Cellular Respiration

Cellular respiration takes place for cells to use energy from food to function by producing ATP (Adenosine Triphosphate). The process can be divided into three parts: Glycolysis, citric acid cycle, and electron transport chain.

 

Glycolysis:

Glycolysis takes place in the cytoplasm. When glucose enters glycolysis, it is divided into two 3-carbon molecules called pyruvates. In this process, extra protons and electrons are given off. When the NAD+ molecule combines with two protons, it is reduced to NADH, which carries electron with high energy. Also, during this process, 2 ATP molecules are used and 4 are produced, making a total production of 2 ATP molecules.

Glycolysis is unique because all organisms are able to use this process. This is the only step in cellular respiration that does not require the presence of oxygen to take place.

Citric Acid Cycle:

In between the citric acid cycle and glycolysis, each pyruvate molecule undergoes a process, in which the end carbon of each pyruvate is removed along with oxygen to produce carbon dioxide. Then, the 2-carbon molecule binds to a coenzyme A to form acetyl CoA.

The molecule acetyl CoA enters the cycle with water and binds to another molecule to form a citric acid.

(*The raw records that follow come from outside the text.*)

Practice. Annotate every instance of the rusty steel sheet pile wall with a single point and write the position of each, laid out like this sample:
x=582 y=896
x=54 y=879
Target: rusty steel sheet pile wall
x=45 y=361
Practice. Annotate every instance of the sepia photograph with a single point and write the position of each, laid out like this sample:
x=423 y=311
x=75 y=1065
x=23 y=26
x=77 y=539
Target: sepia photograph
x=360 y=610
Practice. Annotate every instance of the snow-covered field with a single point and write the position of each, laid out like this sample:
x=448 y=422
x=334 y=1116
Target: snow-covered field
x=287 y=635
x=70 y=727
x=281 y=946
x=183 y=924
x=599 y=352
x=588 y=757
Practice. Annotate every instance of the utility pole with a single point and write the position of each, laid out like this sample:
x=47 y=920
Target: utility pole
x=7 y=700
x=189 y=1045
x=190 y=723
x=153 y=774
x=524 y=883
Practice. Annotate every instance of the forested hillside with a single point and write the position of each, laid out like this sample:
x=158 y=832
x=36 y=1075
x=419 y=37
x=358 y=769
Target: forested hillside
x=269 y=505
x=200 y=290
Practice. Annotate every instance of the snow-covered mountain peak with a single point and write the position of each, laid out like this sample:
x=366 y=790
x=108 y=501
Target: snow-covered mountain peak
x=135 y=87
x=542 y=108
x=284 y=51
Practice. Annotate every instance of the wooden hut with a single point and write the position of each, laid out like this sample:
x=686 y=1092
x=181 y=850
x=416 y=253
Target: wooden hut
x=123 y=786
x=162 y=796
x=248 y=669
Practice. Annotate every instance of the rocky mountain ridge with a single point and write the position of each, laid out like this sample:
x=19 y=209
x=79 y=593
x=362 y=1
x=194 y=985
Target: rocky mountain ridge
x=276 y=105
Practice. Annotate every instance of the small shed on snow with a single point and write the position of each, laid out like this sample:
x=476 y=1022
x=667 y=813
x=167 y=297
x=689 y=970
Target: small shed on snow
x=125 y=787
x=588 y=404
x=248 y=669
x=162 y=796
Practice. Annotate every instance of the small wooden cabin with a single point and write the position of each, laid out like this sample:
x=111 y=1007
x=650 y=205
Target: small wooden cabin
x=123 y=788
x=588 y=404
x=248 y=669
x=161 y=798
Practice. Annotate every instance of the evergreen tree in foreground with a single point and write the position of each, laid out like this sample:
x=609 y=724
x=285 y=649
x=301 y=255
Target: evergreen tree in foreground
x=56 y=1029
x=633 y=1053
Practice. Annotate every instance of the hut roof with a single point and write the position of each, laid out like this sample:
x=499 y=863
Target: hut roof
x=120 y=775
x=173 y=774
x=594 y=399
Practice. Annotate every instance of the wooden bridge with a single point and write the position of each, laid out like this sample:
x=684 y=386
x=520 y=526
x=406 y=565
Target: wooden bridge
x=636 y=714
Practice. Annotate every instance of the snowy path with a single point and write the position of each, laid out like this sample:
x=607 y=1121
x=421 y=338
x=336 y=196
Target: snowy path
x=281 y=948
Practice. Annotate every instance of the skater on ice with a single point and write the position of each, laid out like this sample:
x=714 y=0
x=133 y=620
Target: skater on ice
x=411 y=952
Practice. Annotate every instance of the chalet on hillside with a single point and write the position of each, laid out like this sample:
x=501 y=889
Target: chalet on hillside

At the same time, the hydrogen of the sulfhydryl group on CoA is replaced. The remainder of the sulfhydryl group undergoes eight steps in the cycle, giving off carbon dioxide at two points. Also, along the way, NADH, FADH2, two electron carriers are formed. ATP is also produced in this cycle through substrate phosphorylation.

Electron Transport Chain:

In total, 10 molecules of NADH and 2 molecules FADH2 will enter the electron transport chain. They are oxidized back to NAD+ and FAD again when they lose electron to the chemicals in the transport chain. Then the chemicals pass the electrons off to the next chemical. The final acceptor of the electrons is oxygen, which uses them to form water.

At three specific points of the chain, when the chemicals pass on electrons, they must also release a proton into the intermembrane space. In order to balance the concentration of H+ in the intermembrane space, these protons want to go back into the mitochondrial matrix. An enzyme called ATP synthase lets the protons pass through and forms ATP and water molecules by combining ADP and phosphate group. This method of making ATP is called chemiosmotic synthesis.